Bras dessus, bras dessous, nous avancions sur les galets, laissant les timides rayons du soleil chauffer nos joues entre deux allers et retours de vent. Mamé s’arrêta et me demanda le panier de pain rassis que nous avions emmené avec nous. Je m’assis pendant qu’elle s’avançait vers l’étendue d’eau d’où semblaient l’attendre quelques mouettes. Les miettes de pain qu’elle leur lançait voltigeaient dans l’air comme des flocons en plein hiver. Je la couvais des yeux comme une mère couve son petit. Je sentais les rôles s’inverser à mesure que les jours se succédaient. Mais, si l’angoisse et le chagrin m’étreignaient, je voulais les recouvrir de cette force qui avait toujours caractérisait ma grand-mère. Je voulais que plus tard, les rides sur mon front et autour de mes yeux traduisent ma résistance plus que ma fragilité. J’en fis la promesse à l’horizon.
Nous nous dirigeâmes ensuite vers le Café de la plage. Il y avait une éternité que je n’y avais pas mis les pieds. C’était autrefois notre sanctuaire, notre point d’étape lors de nos longues balades en famille.
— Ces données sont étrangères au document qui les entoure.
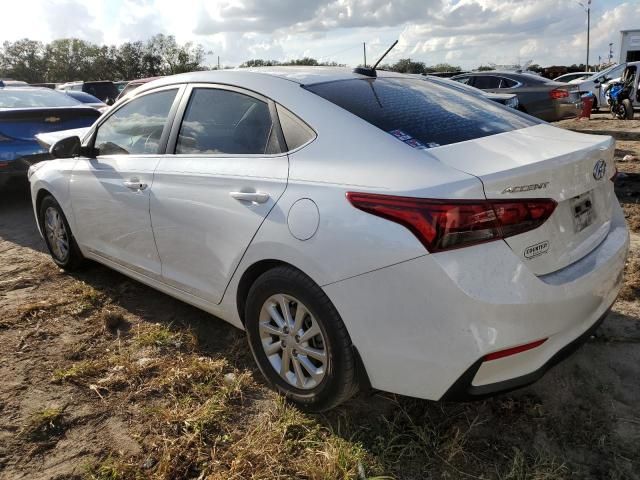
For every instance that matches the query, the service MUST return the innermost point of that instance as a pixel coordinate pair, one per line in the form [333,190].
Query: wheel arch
[249,276]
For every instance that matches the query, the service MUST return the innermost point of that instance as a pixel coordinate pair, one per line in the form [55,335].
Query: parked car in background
[27,111]
[568,77]
[538,96]
[133,84]
[88,100]
[13,83]
[120,84]
[508,99]
[104,90]
[385,231]
[596,84]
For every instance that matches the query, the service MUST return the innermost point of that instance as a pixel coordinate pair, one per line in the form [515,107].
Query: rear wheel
[299,341]
[57,235]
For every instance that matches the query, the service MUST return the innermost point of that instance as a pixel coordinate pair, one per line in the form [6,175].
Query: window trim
[172,141]
[517,83]
[162,144]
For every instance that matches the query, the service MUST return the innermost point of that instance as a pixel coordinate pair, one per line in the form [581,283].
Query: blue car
[26,111]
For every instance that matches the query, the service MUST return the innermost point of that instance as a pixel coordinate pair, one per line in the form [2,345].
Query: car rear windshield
[421,113]
[34,98]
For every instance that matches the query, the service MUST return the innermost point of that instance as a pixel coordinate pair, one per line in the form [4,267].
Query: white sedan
[366,231]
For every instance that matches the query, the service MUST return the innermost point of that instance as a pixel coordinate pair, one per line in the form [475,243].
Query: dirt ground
[104,378]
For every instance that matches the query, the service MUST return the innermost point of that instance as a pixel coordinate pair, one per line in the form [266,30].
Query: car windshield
[422,113]
[34,98]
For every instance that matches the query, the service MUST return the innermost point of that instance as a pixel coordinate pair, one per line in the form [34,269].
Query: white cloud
[465,32]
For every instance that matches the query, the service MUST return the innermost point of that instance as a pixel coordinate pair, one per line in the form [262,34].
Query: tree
[23,60]
[444,67]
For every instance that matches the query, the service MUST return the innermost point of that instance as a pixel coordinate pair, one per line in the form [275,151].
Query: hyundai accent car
[366,231]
La cloche au-dessus de la porte réveilla mes doux souvenirs lorsque nous entrâmes. La décoration avait changé mais l’âme de ce lieu hantait toujours l’atmosphère. Nous nous assîmes à une table devant la fenêtre depuis laquelle nous pouvions contempler les allées et venues des vagues et les bulles d’écume qu’elles laissaient lors de leur passage. Trop absorbée par mes pensées, ce n’est que lorsqu’elle nous apporta nos cafés que je reconnus Jenny. Elle fut aussi surprise que moi et faillit renverser ma tasse en la déposant devant moi. Sans s’attarder, elle me salua d’un bref sourire et repartit derrière son bar. Je me retournai pour la suivre des yeux. Son assurance d’autrefois s’en était allée et plus aucune lueur ne semblait l’illuminer. Ses cheveux ternes étaient remontés en une queue de cheval négligée et sa peau pâle tranchait avec ce teint toujours hâlé qu’elle arborait plus jeune.
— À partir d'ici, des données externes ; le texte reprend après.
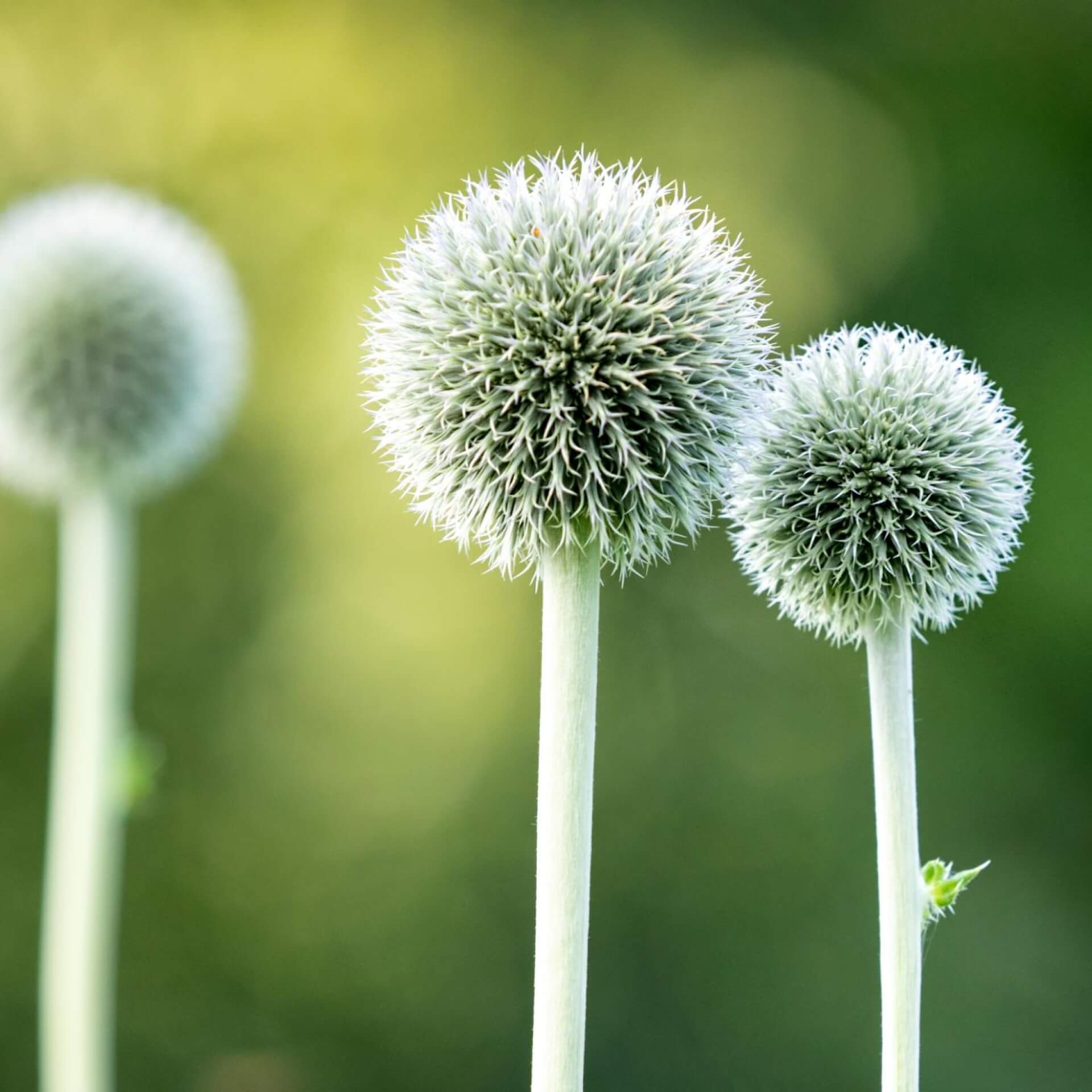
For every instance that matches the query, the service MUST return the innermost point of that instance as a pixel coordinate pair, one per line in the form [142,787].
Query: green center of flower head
[565,351]
[105,365]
Ma grand-mère ramena mon attention sur elle.
— Pauvre fille, chuchota-t-elle.
Je fronçai les sourcils et l’invitai à poursuivre.
— Elle ne sort quasiment plus, hormis pour venir travailler. Parfois je la croise sur le marché. Elle me fait beaucoup de peine.
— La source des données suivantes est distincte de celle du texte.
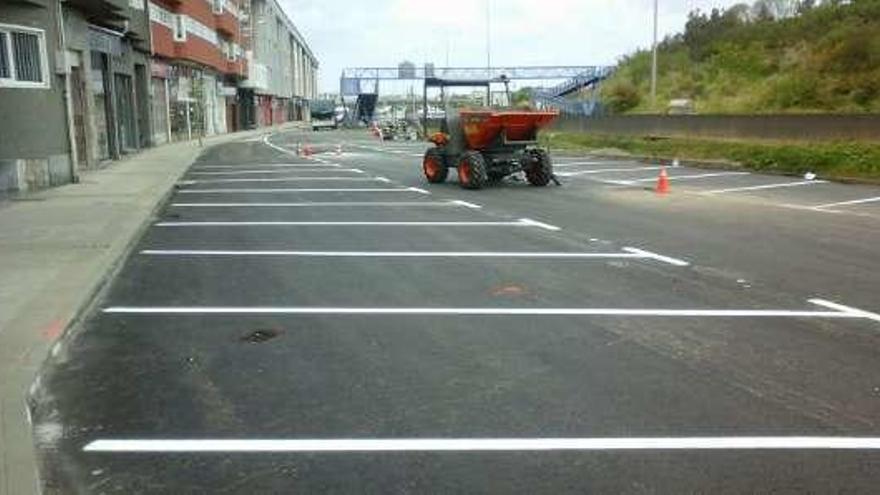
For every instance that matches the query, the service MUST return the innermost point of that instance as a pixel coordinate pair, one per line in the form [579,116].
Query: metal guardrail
[470,73]
[810,127]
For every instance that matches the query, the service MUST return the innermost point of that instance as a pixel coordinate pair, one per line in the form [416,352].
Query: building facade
[75,72]
[93,80]
[198,62]
[282,70]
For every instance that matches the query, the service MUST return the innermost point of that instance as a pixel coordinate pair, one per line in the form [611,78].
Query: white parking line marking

— Mais que lui est-il arrivé ?
— La face cachée de l’amour…
Devant mon incompréhension, Mamé m’expliqua.
— Il se raconte que son mari la violente. Je ne saurais dire si c’est vrai. En tous cas, même un aveugle saurait percevoir son manque de lumière. Il n’y a qu’à entendre combien sa voix est éteinte.
— Mais, enfin ! Pourquoi reste-t-elle avec lui ?
Mamé haussa les épaules.
— Mais enfin ! m’exclamai-je.
— Ne juge pas trop vite Bibine. L’amour – enfin ! ce qu’on pense de l’amour – est bien plus complexe que ce qu’on veut bien croire.
La remarque de ma grand-mère interrompit aussitôt le tonnerre qui grondait en moi.
— Et personne ne lui vient en aide ?
— Tu sais ma chérie, il n’y a que dans tes livres que les gens ont le courage de se mêler des histoires des autres. En réalité, tout le monde préfère parler à voix basse plutôt que de tendre la main.
Ce constat m’effrayait autant qu’il me révoltait. Pourtant, je n’osai pas moi-même me lever pour parler à cette ancienne amie que ma vie à Paris m’avait faite oublier.